Il processo ha visto nella fase centrale una serie di interventi, culminati con quello difensivo di Enrico Montangero che ha inteso sottolineare come la comunicazione aziendale ricopra tuttora un ruolo centrale nell'economia e come solo attraverso la comunicazione l'Italia possa immaginare di essere competitiva nel mercato interno e, soprattutto, estero. 

La conclusione del dibattito ha visto la difesa rivolgere avances a Olivero Toscani affinchè tradisse l'accusa. Nel sottolineare il grande ruolo di Toscani nella comunicazione, i 'difensori' lo hanno infatti invitato a 'saltare la barricata' per correre in difesa della comunicazione aziendale. 

Toscani ha declinato l'invito attraverso un lungo intervento: "Il mondo mediocre della comunicazione non ha fatto altro che accusarmi e ora mi chiama per nome chiedendomi di passare dalla sua parte. La comunicazione moderna dovrebbe essere un'arte, ma come l'arte, la comunicazione moderna è sempre stata al servizio del potere. Il mercato necessita della comunicazione ma questa ha ricercato in modo eccessivo il consenso, senza tutelare quella che è la materia prima dell'arte e della comunicazione, ovvero l'artista". Toscani ha poi sottolineato come le aziende, legando la comunicazione alle ricerche di mercato e alle indicazioni del marketing e reprimendo per questo la creatività, giochino "contro i loro stessi interessi economici che ritengono di sostenere e difendere". In conclusione al proprio intervento Toscani ha tenuto a sottolineare come "in un mondo in cui il 93% delle persone non ha una connessione a internet e la povertà va crescendo la comunicazione deve essere voce della cultura, della produzione e del consumo".

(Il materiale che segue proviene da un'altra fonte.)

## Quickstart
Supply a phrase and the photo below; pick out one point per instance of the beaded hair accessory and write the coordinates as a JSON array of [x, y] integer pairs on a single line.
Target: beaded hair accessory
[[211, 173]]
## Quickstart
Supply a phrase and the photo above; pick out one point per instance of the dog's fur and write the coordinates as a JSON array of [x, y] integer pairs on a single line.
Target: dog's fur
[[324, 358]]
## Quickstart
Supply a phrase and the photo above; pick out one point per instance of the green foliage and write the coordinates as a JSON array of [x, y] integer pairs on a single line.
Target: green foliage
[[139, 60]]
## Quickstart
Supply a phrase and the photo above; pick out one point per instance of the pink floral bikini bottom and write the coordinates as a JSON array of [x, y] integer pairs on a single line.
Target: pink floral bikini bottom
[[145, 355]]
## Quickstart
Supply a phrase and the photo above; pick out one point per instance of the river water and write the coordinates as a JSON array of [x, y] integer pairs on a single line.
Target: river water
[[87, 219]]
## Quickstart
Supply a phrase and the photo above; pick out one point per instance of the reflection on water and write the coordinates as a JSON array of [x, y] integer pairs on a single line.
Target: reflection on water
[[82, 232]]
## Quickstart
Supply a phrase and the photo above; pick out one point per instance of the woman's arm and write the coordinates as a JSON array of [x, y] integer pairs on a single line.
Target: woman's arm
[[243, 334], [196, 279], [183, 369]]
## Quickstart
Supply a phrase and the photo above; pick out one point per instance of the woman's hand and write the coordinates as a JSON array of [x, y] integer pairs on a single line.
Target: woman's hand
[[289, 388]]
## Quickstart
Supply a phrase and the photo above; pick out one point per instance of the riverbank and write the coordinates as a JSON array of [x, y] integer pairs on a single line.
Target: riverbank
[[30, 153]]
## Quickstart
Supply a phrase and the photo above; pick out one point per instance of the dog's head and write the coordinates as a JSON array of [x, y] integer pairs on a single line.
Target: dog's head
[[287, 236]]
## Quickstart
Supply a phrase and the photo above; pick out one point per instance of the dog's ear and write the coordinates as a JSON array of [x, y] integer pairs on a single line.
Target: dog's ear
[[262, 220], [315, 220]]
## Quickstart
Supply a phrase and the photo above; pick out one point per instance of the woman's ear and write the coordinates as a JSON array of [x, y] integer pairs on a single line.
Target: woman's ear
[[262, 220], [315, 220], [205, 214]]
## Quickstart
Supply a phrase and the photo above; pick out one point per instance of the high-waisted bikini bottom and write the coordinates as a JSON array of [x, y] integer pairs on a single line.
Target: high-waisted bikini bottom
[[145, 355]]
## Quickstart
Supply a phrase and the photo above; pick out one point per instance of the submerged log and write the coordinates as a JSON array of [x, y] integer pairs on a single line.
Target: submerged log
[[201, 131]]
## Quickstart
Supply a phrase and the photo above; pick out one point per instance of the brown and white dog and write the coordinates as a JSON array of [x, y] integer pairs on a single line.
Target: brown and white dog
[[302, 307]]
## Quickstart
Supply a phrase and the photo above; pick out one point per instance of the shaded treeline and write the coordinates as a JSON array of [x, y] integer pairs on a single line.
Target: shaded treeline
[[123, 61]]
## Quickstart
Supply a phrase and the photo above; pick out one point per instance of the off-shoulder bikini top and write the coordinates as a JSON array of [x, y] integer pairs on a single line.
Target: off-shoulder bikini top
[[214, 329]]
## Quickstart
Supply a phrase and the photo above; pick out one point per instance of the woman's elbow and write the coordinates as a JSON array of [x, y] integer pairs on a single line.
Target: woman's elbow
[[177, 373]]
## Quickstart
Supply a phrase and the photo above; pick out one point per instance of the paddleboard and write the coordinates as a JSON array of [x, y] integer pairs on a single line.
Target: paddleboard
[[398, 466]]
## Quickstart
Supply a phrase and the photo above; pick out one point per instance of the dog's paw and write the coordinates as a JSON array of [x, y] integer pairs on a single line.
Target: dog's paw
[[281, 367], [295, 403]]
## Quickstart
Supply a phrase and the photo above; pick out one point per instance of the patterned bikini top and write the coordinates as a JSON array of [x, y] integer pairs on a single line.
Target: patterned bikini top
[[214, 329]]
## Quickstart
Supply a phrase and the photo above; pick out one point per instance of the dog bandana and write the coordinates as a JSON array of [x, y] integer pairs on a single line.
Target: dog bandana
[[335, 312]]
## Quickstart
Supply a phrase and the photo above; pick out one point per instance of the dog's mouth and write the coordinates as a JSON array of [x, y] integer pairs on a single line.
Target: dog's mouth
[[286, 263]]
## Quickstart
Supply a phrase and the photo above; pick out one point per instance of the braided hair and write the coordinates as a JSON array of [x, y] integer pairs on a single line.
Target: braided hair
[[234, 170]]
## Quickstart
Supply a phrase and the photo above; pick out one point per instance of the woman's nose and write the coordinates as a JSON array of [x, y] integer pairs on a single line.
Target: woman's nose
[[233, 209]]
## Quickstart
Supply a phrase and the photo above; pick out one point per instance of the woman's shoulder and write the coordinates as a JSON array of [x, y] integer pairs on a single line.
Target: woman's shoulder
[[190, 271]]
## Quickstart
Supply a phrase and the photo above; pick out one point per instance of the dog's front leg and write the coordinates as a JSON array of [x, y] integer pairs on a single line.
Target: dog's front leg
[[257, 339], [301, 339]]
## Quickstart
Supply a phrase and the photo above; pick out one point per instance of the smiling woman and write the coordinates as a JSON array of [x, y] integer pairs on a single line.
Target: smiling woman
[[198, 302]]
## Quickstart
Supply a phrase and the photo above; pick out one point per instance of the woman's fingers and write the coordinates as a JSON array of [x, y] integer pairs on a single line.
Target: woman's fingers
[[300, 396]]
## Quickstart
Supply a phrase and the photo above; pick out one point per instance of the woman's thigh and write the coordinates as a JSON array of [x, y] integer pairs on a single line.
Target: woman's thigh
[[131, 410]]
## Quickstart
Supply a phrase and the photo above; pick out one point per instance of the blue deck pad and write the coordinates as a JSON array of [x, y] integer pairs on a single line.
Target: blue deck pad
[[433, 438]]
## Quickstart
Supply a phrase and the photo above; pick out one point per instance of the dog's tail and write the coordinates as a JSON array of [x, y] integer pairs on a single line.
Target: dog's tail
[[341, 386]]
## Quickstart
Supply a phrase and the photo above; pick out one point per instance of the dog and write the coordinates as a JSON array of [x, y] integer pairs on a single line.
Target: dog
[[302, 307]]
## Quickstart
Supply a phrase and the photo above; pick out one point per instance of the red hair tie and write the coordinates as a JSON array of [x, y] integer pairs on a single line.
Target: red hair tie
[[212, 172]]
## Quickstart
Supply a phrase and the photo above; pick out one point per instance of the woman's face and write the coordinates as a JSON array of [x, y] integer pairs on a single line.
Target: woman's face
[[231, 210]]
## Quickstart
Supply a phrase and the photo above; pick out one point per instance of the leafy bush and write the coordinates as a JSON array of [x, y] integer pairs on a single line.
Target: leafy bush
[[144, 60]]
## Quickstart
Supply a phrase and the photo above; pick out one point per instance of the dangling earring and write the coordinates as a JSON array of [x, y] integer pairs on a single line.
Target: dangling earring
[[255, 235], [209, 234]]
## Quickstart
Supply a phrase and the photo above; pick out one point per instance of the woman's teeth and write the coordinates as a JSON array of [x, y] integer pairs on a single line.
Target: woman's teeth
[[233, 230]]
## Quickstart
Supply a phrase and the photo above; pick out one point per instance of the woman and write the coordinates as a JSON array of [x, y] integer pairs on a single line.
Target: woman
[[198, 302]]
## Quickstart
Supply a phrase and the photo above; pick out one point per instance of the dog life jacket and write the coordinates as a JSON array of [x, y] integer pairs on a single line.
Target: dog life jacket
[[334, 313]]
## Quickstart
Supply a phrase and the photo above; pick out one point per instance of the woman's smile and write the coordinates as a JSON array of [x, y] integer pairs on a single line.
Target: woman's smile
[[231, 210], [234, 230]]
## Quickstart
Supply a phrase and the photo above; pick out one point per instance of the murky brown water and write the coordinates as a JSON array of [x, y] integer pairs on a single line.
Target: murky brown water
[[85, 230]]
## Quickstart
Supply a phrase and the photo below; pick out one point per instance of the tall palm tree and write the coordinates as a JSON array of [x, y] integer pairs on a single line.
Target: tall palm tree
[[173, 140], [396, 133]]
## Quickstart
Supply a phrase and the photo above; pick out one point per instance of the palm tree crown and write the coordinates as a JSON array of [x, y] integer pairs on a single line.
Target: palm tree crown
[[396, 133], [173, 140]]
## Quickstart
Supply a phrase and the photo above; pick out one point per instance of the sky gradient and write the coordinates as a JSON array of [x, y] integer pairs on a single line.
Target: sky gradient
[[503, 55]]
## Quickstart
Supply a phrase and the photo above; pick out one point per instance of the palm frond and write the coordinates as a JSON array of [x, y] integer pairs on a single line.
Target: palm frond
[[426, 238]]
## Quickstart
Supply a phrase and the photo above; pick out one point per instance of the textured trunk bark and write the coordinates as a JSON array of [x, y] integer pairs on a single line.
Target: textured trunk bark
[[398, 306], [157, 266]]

Battuta finale di Lorenzo Marini, che citando Topolino, ha sottolineato che "Se tutti gli uomini fossero perfetti le matite non avrebbero in cima la gomma da cancellare". 

Giuria e pubbico

Come per ogni processo al termine è stata offerta la sentenza, che ha visto giuria e pubblico dividersi schierandosi rispettivament a favore della difesa e dell'accusa. Ironica la sentenza della giuria che per bocca di Giorgio Floridia ha condannato il mondo della comunicazione "a un anno di lavori creativi". Ironico anche che la giuria di esperti abbia offerto una valutazione opposta rispetto a quella del pubblico.